We helped SSE Renewables design and prepare for the implementation of major renewable energy project Coire Glas, a 1,296 megawatt pumped storage hydropower scheme - the first major pumped storage scheme to be built in the UK in over forty years.

The project is sited in the Great Glen of Scotland, an environmentally sensitive location. As a result, a large focus of our work has been supporting the business case with socio-economic information, including 3D landscape and visual impact assessments for stakeholder meetings.

Berwick Bank Wind Farm

With 4.1-gigawatt capacity, Berwick Bank Wind Farm is one of the largest offshore wind opportunities in development in the world, and a key part of meeting United Kingdom Government’s offshore wind ambitions.

We were brought on to provide engineering design for the cable routes and onshore converter station, enabling power generated offshore to connect to the National Grid distribution network. To be sensitive to local constraints, our work explored multiple routing options for the cables. It included developing conceptual layouts of the converter station designed to minimise the need to export surplus materials while maximising sustainable drainage opportunities.

When complete, identifying and confirming the optimum grid connections will enable Berwick Bank to supply enough renewable energy to power Scotland’s households twice over.

Otterpool Park

Otterpool Park will be a new garden town centred around the historic Westenhanger Castle near Hythe. The site, which offers excellent transport connectivity and benefits from having its own train station, will provide a community of up to 8,500 homes, 9,000 jobs, primary and secondary schools, medical and leisure facilities and premises for retail and businesses.
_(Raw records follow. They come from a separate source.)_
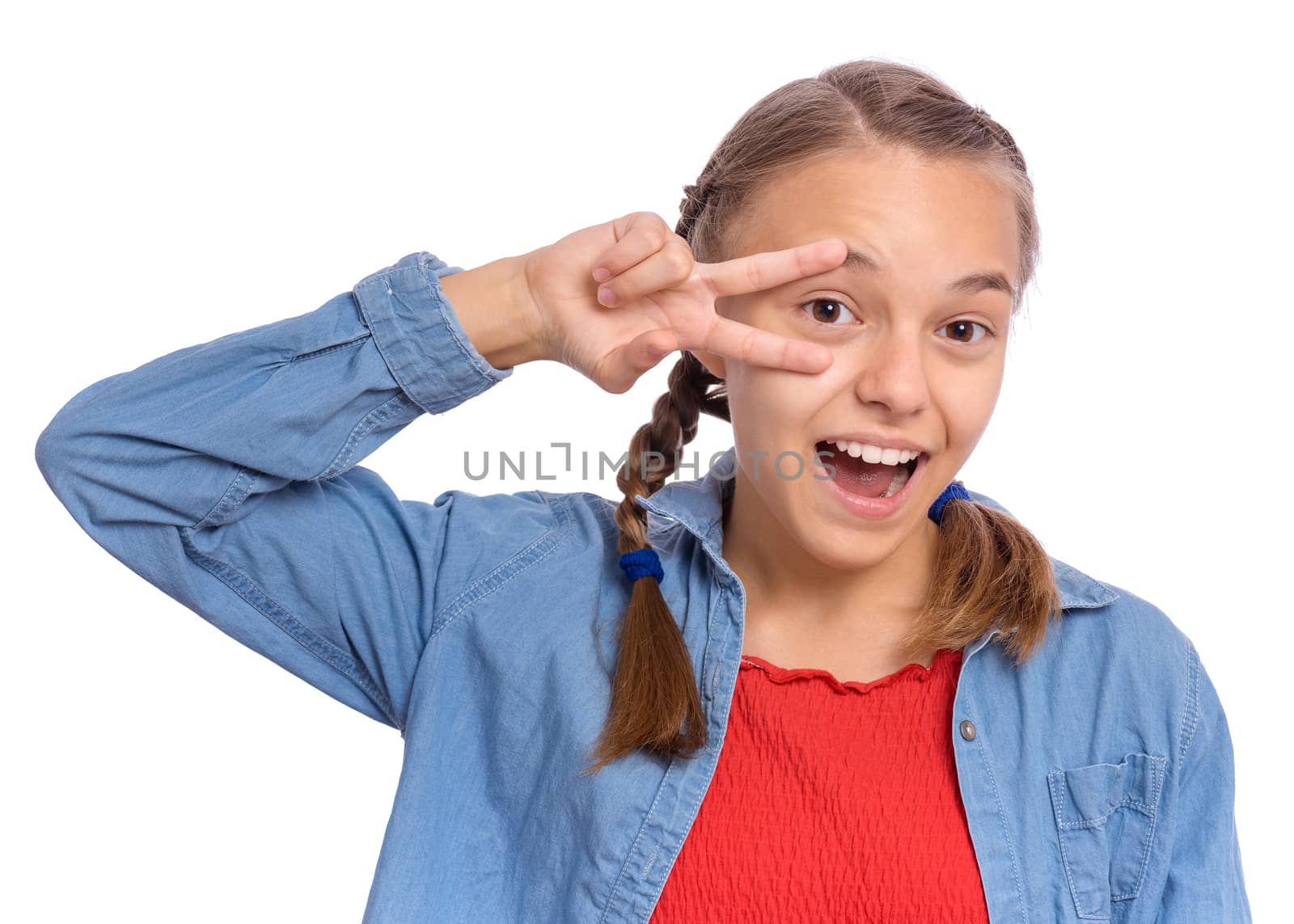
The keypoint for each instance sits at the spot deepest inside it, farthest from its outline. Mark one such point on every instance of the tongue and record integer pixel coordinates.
(869, 479)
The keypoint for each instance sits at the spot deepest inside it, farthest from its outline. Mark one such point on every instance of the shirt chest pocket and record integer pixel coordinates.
(1106, 822)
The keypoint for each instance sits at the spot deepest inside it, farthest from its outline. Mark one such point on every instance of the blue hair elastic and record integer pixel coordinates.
(953, 491)
(641, 563)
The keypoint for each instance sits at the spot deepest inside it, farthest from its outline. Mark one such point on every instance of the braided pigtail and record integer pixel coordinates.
(990, 572)
(655, 702)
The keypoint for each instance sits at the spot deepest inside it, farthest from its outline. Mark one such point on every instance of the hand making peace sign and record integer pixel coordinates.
(662, 299)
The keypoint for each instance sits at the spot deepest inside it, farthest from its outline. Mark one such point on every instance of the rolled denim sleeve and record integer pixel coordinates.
(1207, 880)
(226, 474)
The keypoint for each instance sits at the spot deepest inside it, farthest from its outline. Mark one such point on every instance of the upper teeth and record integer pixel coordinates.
(873, 454)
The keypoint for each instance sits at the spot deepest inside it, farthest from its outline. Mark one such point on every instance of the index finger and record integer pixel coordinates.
(763, 348)
(774, 268)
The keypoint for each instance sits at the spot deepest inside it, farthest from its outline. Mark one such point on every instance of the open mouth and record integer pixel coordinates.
(867, 479)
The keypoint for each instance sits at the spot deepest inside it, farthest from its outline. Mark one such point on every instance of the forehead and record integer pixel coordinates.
(911, 213)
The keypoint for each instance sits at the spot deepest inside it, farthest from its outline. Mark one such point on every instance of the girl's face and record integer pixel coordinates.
(919, 357)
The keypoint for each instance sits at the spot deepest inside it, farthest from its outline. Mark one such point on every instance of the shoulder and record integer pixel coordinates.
(505, 530)
(1106, 627)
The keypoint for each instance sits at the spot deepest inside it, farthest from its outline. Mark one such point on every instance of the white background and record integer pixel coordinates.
(176, 172)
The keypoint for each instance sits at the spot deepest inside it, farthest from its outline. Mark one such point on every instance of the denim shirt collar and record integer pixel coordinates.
(698, 506)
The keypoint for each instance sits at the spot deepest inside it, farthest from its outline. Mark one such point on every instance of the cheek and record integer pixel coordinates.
(770, 407)
(967, 407)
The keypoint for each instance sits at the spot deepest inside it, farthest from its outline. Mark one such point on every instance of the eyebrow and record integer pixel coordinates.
(858, 262)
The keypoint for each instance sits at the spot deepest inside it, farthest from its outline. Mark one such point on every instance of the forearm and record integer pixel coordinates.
(492, 302)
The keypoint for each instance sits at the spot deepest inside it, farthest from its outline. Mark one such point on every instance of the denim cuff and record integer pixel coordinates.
(420, 335)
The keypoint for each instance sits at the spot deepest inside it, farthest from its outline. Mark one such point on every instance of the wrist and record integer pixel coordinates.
(493, 304)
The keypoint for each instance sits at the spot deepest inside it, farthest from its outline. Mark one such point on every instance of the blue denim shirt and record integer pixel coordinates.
(1097, 778)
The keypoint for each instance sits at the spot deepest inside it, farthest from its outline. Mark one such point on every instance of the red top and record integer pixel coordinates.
(832, 801)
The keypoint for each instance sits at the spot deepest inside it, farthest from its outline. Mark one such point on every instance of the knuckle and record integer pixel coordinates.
(679, 260)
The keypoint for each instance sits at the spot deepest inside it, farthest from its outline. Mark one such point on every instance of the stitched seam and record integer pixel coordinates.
(1192, 707)
(651, 810)
(214, 517)
(324, 351)
(280, 616)
(1160, 764)
(1002, 825)
(502, 573)
(435, 291)
(379, 415)
(1059, 803)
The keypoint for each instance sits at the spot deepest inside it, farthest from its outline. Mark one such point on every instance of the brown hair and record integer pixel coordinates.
(990, 571)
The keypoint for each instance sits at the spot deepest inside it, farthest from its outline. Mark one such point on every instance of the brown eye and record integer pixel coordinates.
(963, 331)
(832, 312)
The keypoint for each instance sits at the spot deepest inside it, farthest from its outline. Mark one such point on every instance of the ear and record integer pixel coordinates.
(712, 361)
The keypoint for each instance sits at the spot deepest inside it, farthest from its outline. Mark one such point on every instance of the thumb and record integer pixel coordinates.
(636, 357)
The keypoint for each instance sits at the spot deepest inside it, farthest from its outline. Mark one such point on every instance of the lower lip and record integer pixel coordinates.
(875, 508)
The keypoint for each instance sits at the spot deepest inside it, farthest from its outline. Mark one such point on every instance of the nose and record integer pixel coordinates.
(892, 374)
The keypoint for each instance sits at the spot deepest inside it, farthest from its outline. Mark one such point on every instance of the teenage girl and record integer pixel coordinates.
(819, 681)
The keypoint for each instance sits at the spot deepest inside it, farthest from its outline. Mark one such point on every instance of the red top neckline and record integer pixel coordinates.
(944, 660)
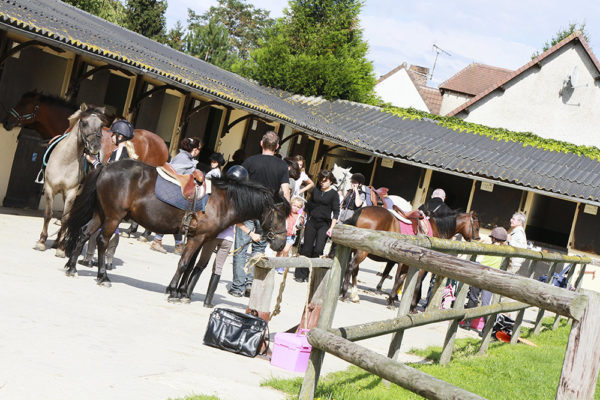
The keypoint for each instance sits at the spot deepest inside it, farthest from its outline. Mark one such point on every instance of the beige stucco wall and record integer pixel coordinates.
(451, 100)
(532, 102)
(400, 91)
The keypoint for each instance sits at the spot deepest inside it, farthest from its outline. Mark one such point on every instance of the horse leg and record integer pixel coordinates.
(191, 247)
(69, 200)
(49, 197)
(108, 229)
(84, 236)
(388, 267)
(401, 272)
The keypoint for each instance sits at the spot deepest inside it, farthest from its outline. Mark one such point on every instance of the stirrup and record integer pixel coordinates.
(40, 177)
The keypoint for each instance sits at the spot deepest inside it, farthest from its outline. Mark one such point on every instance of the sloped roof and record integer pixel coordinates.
(475, 78)
(535, 62)
(356, 126)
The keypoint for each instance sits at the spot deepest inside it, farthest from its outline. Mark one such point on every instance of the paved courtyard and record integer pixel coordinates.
(67, 338)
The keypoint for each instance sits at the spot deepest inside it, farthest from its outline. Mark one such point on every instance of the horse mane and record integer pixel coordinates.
(250, 198)
(85, 111)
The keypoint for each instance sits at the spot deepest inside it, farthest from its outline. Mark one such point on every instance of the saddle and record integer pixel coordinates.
(187, 182)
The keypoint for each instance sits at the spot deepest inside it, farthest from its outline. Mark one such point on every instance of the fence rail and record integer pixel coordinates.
(582, 359)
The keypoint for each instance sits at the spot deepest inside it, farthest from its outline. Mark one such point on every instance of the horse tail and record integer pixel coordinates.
(354, 218)
(82, 211)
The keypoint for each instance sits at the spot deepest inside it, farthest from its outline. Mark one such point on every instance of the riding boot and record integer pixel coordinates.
(212, 287)
(194, 276)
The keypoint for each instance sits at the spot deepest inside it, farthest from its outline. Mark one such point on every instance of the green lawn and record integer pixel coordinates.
(504, 372)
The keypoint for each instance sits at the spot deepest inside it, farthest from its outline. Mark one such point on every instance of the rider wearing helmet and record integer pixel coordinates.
(122, 131)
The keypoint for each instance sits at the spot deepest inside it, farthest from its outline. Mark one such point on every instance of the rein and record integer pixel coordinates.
(24, 117)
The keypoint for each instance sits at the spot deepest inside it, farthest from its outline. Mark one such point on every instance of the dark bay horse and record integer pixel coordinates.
(48, 115)
(378, 218)
(126, 189)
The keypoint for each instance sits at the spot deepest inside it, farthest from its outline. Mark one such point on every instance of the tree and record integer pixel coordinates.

Otterpool Park LLP, the project’s master developer, engaged Stantec to design and manage the first phase of infrastructure on this complex project, which will be delivered over the first four years of this 30-year development project.

Working with a team of specialists and stakeholders, Stantec are providing engineering design and environmental services. Stantec’s services will also include managing the design of roads, drainage, earthworks, heritage, utilities, and environmental mitigation necessary to get the development at Otterpool Park Garden Town underway.